Sejak jaman dahulu emansipasi wanita begitu kuat aromanya dalam budaya sunda bahwa wanita bisa jadi seorang penguasa seperti Sunan Ambu yang dapat menguasai Kahyangan. Pewarisan tahta kerajaan pada anak perempuan pun sering terjadi dalam kebudayaan sunda. Seorang raja tetap mewariskan kedudukannya pada anak perempuannya walaupun sang raja memiliki adik laki-laki. Dan tidak mutlak pewarisan tahta kerajaan tersebut pada anak pertama, seperti dalam legenda ini Seorang raja Pasir Batang yang bernama Prabu Tapa Agung mewariskan kedudukannya kepada putri bungsunya yaitu Purbasari.

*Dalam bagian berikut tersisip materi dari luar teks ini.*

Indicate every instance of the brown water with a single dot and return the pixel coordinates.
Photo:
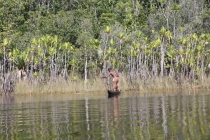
(129, 116)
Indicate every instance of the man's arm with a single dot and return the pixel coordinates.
(105, 76)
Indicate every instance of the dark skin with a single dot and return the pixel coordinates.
(115, 79)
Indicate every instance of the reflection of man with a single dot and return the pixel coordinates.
(115, 76)
(116, 108)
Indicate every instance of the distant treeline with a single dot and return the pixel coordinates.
(78, 39)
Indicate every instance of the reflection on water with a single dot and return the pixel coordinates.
(90, 116)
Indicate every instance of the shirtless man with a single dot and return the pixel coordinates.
(115, 76)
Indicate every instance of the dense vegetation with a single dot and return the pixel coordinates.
(42, 40)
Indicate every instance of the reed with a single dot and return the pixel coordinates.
(97, 85)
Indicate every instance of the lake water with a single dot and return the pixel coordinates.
(129, 116)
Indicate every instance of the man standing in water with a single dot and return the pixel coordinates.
(115, 76)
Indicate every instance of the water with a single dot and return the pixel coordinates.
(129, 116)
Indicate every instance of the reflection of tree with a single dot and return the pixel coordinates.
(164, 115)
(136, 117)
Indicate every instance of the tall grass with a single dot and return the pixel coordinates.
(99, 85)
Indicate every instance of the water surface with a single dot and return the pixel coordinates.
(95, 116)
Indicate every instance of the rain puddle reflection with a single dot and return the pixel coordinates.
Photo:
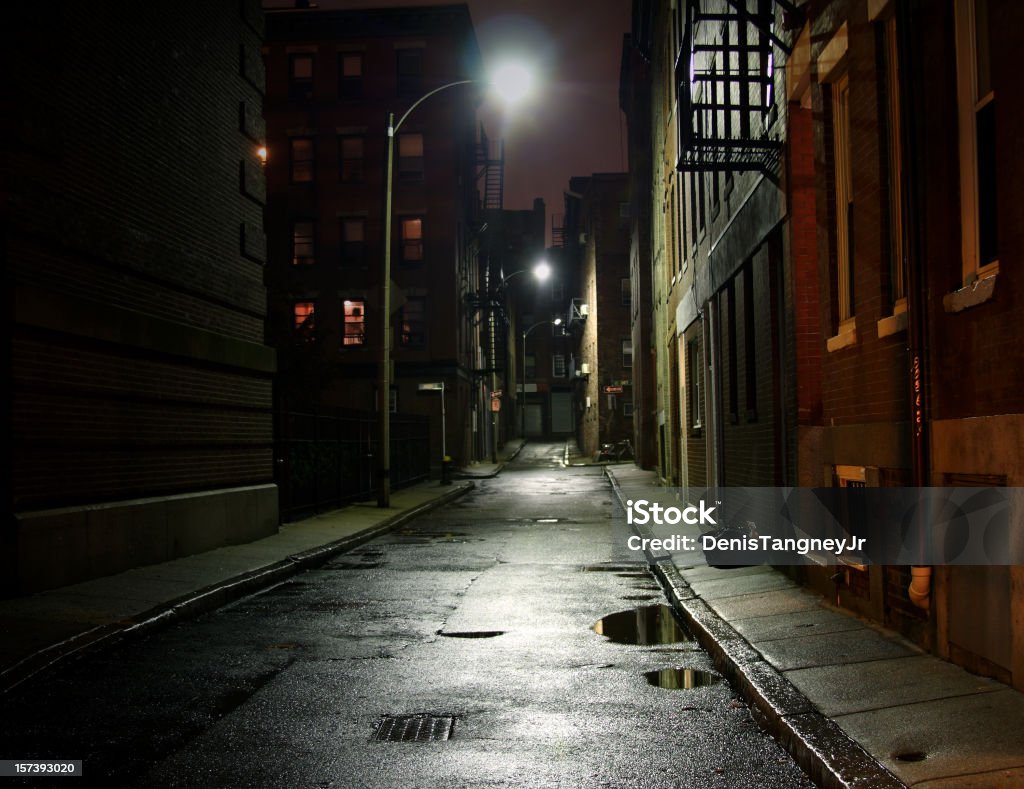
(681, 678)
(643, 625)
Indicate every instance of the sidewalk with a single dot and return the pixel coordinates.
(854, 703)
(42, 629)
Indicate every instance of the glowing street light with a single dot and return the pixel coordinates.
(512, 84)
(555, 322)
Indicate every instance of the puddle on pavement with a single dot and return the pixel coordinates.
(681, 678)
(645, 625)
(613, 568)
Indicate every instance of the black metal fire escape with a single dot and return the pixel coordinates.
(725, 76)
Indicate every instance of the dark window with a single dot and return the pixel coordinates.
(412, 239)
(730, 304)
(414, 323)
(354, 322)
(302, 160)
(300, 87)
(350, 159)
(349, 75)
(303, 312)
(694, 375)
(410, 67)
(411, 157)
(353, 246)
(303, 243)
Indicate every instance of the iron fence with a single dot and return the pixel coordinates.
(327, 457)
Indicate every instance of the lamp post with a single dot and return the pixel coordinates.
(513, 83)
(541, 271)
(555, 322)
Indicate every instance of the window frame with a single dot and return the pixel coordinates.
(309, 240)
(294, 163)
(353, 339)
(350, 87)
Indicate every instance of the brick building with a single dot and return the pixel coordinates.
(332, 79)
(138, 427)
(834, 225)
(604, 395)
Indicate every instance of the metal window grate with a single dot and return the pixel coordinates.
(418, 728)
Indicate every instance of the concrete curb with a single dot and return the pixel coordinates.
(207, 599)
(829, 756)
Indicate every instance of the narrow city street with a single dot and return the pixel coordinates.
(471, 629)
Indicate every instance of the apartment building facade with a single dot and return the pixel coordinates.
(834, 225)
(333, 77)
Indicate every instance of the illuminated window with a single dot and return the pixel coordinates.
(976, 101)
(302, 160)
(303, 243)
(411, 157)
(895, 169)
(349, 75)
(350, 159)
(353, 246)
(412, 239)
(354, 322)
(414, 326)
(410, 68)
(301, 73)
(303, 314)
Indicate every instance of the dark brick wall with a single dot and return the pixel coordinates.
(137, 361)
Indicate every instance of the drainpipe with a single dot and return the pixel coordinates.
(916, 333)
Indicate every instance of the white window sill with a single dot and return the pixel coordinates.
(847, 336)
(894, 323)
(973, 294)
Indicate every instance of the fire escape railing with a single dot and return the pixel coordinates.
(725, 74)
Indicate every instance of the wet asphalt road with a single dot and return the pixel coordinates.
(288, 688)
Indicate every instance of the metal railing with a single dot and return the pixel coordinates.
(326, 457)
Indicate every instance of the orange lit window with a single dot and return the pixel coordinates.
(303, 311)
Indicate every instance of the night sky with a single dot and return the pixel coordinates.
(572, 125)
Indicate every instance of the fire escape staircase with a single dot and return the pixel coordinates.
(725, 78)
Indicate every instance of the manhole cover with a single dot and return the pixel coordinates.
(419, 728)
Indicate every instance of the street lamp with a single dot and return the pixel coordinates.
(541, 272)
(555, 322)
(511, 82)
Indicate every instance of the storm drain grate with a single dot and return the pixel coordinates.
(418, 728)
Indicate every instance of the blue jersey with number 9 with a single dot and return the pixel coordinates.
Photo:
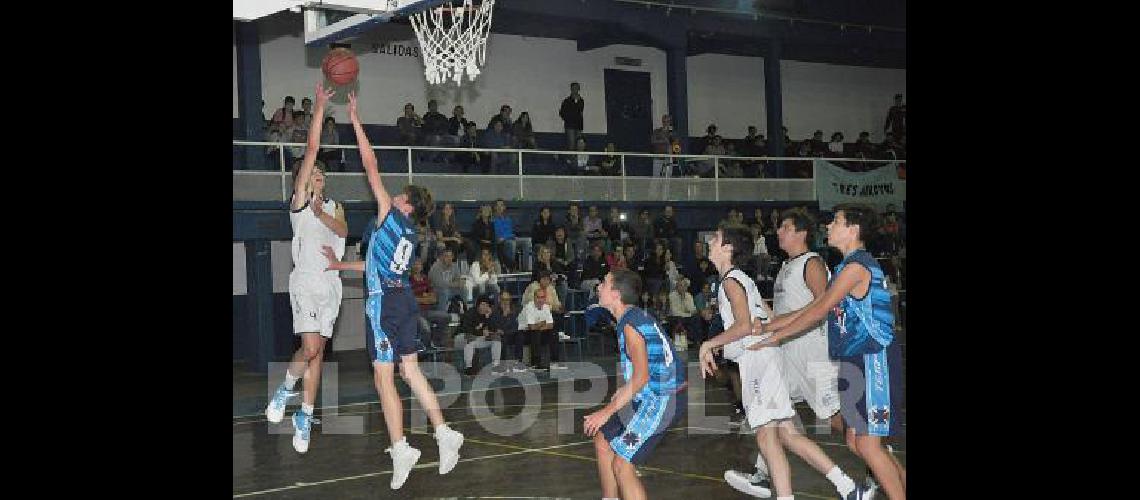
(390, 251)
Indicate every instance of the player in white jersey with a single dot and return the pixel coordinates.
(767, 406)
(315, 294)
(809, 373)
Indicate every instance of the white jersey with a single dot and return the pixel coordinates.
(734, 349)
(309, 235)
(791, 292)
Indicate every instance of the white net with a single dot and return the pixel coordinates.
(453, 40)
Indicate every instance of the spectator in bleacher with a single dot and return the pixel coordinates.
(863, 146)
(334, 158)
(759, 255)
(300, 137)
(836, 146)
(653, 275)
(609, 164)
(570, 113)
(504, 236)
(715, 146)
(538, 319)
(409, 125)
(542, 232)
(523, 132)
(896, 119)
(306, 115)
(615, 228)
(642, 230)
(661, 144)
(575, 232)
(683, 312)
(456, 125)
(482, 232)
(485, 273)
(480, 332)
(279, 132)
(672, 275)
(504, 117)
(284, 115)
(666, 227)
(447, 280)
(470, 139)
(695, 265)
(594, 228)
(505, 322)
(545, 262)
(495, 138)
(616, 260)
(563, 251)
(633, 262)
(434, 129)
(709, 134)
(593, 269)
(447, 231)
(581, 163)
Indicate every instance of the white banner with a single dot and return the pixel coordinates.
(879, 188)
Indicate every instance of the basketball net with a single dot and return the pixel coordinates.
(453, 40)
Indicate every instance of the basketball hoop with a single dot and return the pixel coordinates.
(453, 40)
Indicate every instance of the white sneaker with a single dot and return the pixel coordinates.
(404, 458)
(747, 483)
(449, 442)
(302, 425)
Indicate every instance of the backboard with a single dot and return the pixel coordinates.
(341, 21)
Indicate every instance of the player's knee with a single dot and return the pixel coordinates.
(866, 447)
(620, 466)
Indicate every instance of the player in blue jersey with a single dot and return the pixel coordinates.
(861, 337)
(393, 313)
(650, 401)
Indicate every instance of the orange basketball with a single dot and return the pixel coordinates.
(340, 65)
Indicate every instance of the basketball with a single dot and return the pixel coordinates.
(340, 66)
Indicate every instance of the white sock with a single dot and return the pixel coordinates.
(843, 482)
(290, 380)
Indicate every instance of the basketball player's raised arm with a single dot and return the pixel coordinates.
(371, 165)
(638, 355)
(816, 278)
(851, 278)
(300, 196)
(741, 314)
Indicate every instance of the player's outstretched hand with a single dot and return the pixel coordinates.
(323, 95)
(352, 111)
(594, 421)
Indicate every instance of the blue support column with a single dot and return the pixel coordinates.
(773, 104)
(677, 79)
(260, 289)
(249, 93)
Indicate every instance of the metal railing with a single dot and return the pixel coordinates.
(661, 183)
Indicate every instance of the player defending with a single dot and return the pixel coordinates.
(861, 326)
(767, 406)
(393, 313)
(653, 391)
(314, 292)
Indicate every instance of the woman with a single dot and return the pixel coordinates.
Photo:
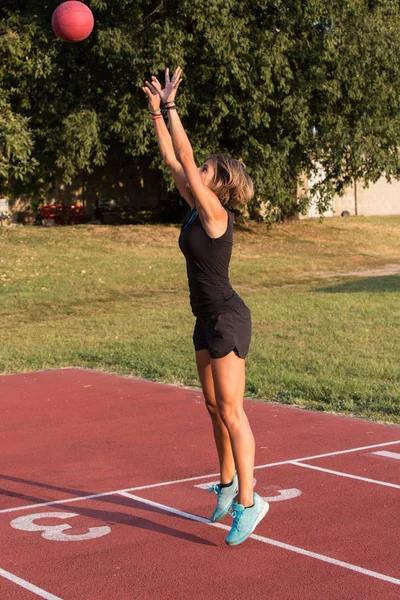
(223, 326)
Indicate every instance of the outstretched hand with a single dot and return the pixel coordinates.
(171, 85)
(152, 94)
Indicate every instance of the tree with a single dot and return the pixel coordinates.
(288, 86)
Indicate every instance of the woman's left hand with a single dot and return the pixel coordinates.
(171, 85)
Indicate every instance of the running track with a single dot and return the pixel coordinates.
(102, 497)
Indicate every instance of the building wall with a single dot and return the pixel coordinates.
(380, 198)
(137, 186)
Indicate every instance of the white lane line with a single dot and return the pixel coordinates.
(198, 477)
(388, 454)
(28, 586)
(341, 474)
(265, 540)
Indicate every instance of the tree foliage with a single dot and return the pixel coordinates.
(287, 85)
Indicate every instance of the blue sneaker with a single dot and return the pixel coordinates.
(245, 520)
(226, 496)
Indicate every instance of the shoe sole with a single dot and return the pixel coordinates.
(248, 534)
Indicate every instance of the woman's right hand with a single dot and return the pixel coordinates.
(153, 96)
(171, 85)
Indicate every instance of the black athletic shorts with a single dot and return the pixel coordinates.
(220, 334)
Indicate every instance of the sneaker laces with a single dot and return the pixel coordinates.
(236, 515)
(215, 487)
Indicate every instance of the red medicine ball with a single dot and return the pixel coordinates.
(72, 21)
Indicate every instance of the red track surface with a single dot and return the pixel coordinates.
(73, 433)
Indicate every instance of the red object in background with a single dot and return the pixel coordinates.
(72, 21)
(63, 214)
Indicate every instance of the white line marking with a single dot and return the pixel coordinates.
(286, 462)
(341, 474)
(388, 454)
(153, 485)
(260, 538)
(28, 586)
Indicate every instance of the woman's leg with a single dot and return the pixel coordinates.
(228, 375)
(221, 435)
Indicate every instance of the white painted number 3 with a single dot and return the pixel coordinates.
(55, 532)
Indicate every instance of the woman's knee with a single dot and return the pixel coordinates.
(212, 408)
(232, 417)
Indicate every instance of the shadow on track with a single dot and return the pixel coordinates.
(109, 517)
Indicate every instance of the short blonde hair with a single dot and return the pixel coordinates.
(232, 184)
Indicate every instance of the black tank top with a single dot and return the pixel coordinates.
(207, 266)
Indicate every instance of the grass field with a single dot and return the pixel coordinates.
(116, 299)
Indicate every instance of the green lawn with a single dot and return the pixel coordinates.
(115, 299)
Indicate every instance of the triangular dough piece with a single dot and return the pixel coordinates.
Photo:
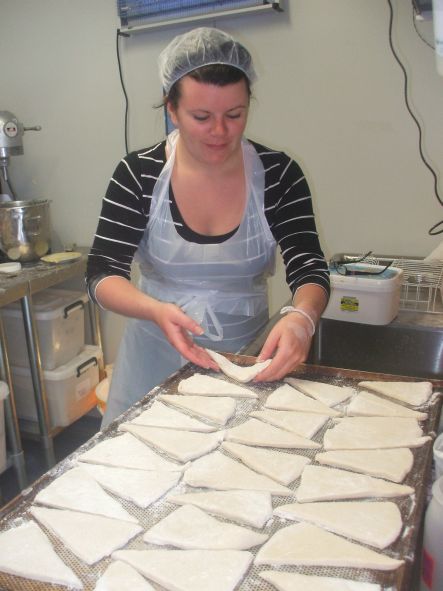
(90, 537)
(180, 445)
(304, 544)
(248, 507)
(413, 393)
(240, 373)
(392, 464)
(303, 423)
(290, 581)
(25, 551)
(119, 576)
(371, 405)
(190, 570)
(159, 415)
(327, 484)
(327, 393)
(202, 385)
(254, 432)
(222, 473)
(190, 528)
(374, 433)
(288, 398)
(138, 486)
(376, 524)
(218, 410)
(280, 466)
(77, 490)
(126, 451)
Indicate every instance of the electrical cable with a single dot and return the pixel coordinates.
(434, 230)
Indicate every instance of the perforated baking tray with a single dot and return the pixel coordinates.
(411, 507)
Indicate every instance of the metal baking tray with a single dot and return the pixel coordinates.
(411, 508)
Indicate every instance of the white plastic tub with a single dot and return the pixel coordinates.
(366, 299)
(70, 388)
(59, 316)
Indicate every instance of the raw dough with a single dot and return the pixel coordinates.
(190, 570)
(327, 484)
(375, 523)
(138, 486)
(291, 581)
(371, 405)
(248, 507)
(159, 415)
(218, 410)
(306, 544)
(77, 490)
(392, 464)
(327, 393)
(240, 373)
(180, 445)
(190, 528)
(126, 451)
(202, 385)
(413, 393)
(254, 432)
(303, 423)
(288, 398)
(25, 551)
(222, 473)
(119, 576)
(280, 466)
(90, 537)
(374, 433)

Ada beberapa faktor naluri seorang pemimpin sekaligus sosok ayah yang bijak dalam menentukan penerus kepemimpinannya. Sebagai orang tua yang memahami sifat dasar ketujuh putrinya, Prabu Tapa Agung dan Permaisurinya menunjuk putri bungsunya Purbasari sebagai penerusnya kelak karena Purbasari memiliki hati yang baik, bijaksana, berbudi luhur, dan tidak serakah. Karena pada umumnya anak bungsu tidak memiliki antusias yang tinggi dalam hal kekuasaan, namun tetap bertanggung jawab apabila diberi kepercayaan dalam hal ini. Tidak seperti Purbalarang sebagai putri sulung yang memiliki sifat angkuh, serakah dan kejam. Hal inilah yang menjadikan pertimbangan Prabu Tapa Agung untuk memilih Purbasari sebagai penerusnya kelak, walaupun pada akhirnya kekuasaan kerajaan jatuh pada tangan suaminya Purbasari yakni Sang Lutung, karena Sang Lutung itu sebenarnya adalah Sanghyang Guruminda, keturunan Dewa, maka diangkatlah menjadi raja Pasir Batang karena raja adalah wakil dewa.